抗疟药物的疗效取决于寄生虫的敏感性水平、抗疟药物的生物利用度和药代动力学以及包括免疫在内的宿主因素。宿主免疫可提高抗疟药物的体内治疗效果,但这种效果的机制和程度尚未确定。本研究旨在描述“免疫”血浆对恶性疟原虫感染红细胞表面抗原[RESA]的影响。
测量来自泰国急性恶性疟患者的血浆样本中针对血阶段抗原(主要是环感染红细胞表面抗原[RESA])的抗体滴度。选择“免疫”血浆,并通过光镜评估其对泰国恶性疟原虫实验室株 TM267 的体外寄生虫生长和繁殖的影响。
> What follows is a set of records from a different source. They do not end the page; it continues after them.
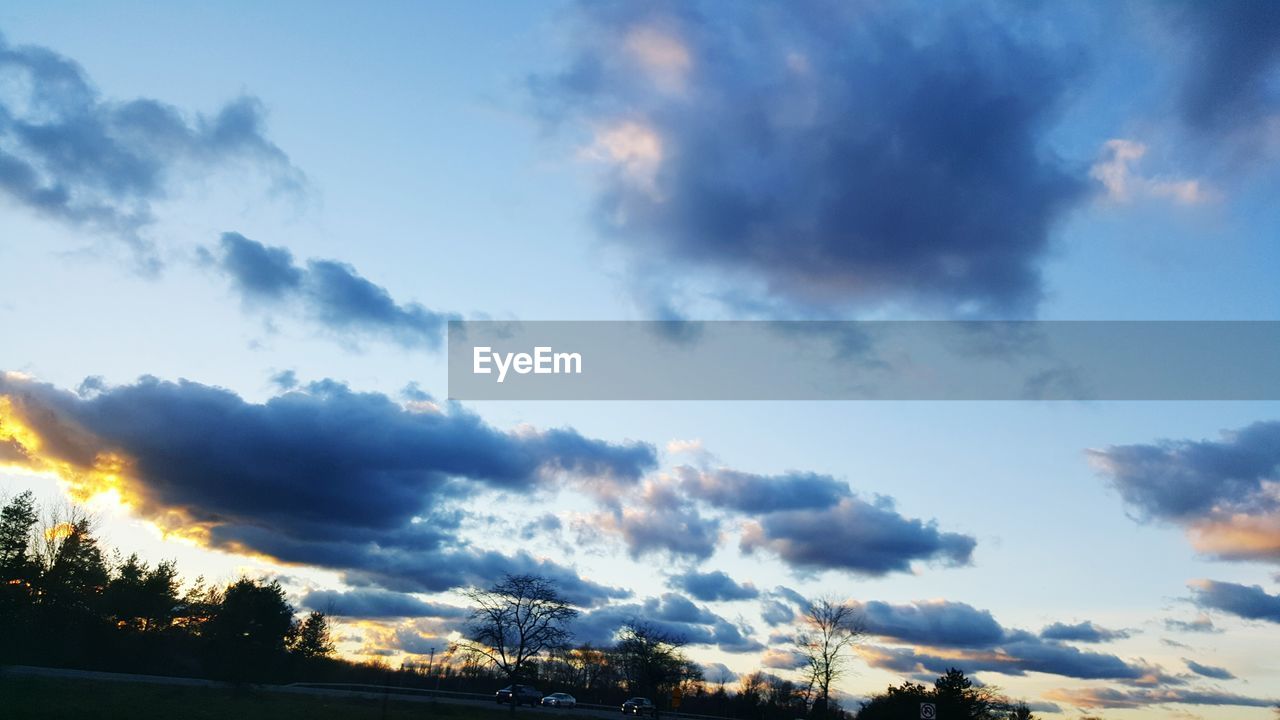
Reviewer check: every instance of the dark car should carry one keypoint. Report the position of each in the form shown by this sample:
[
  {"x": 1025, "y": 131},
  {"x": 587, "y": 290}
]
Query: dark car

然后,使用 3H-次黄嘌呤摄取抑制法,在存在和不存在“免疫”血浆的情况下,确定奎宁和青蒿琥酯的体外敏感性。药物敏感性用 3H-次黄嘌呤摄取的 50%和 90%抑制浓度(IC50 和 IC90)表示。
与对照组相比,“免疫”血浆孵育后寄生虫成熟和繁殖减少呈剂量依赖性(中位数[范围];181.5[0 至 3269] cpm 与 1222.5[388 至 5932] cpm)(p=0.001)。因此,“免疫”血浆明显降低了奎宁的表观敏感性;中位数(范围)IC50 6.4(0.5 至 23.8)ng/ml 与 221.5(174.4 至 250.4)ng/ml(p=0.02),并且对青蒿琥酯的敏感性也有临界影响;IC50 0.2(0.02 至 0.3)ng/ml 与 0.8(0.2 至 2.3)ng/ml(p=0.08)。在低浓度下效果最大,改变了浓度-效应关系的形状。IC90 值没有受到显著影响;奎宁的中位数(范围)IC90 448.0(65 至>500)ng/ml 与 368.8(261 至 501)ng/ml(p>0.05)和青蒿琥酯的 17.0(0.1 至 29.5)ng/ml 与 7.6(2.3 至 19.5)ng/ml(p=0.4)。
含有抗疟抗体的“免疫”血浆可抑制寄生虫的发育和繁殖,并增加恶性疟原虫体外抗疟药物的敏感性。IC90 比 IC50 测量受影响小得多。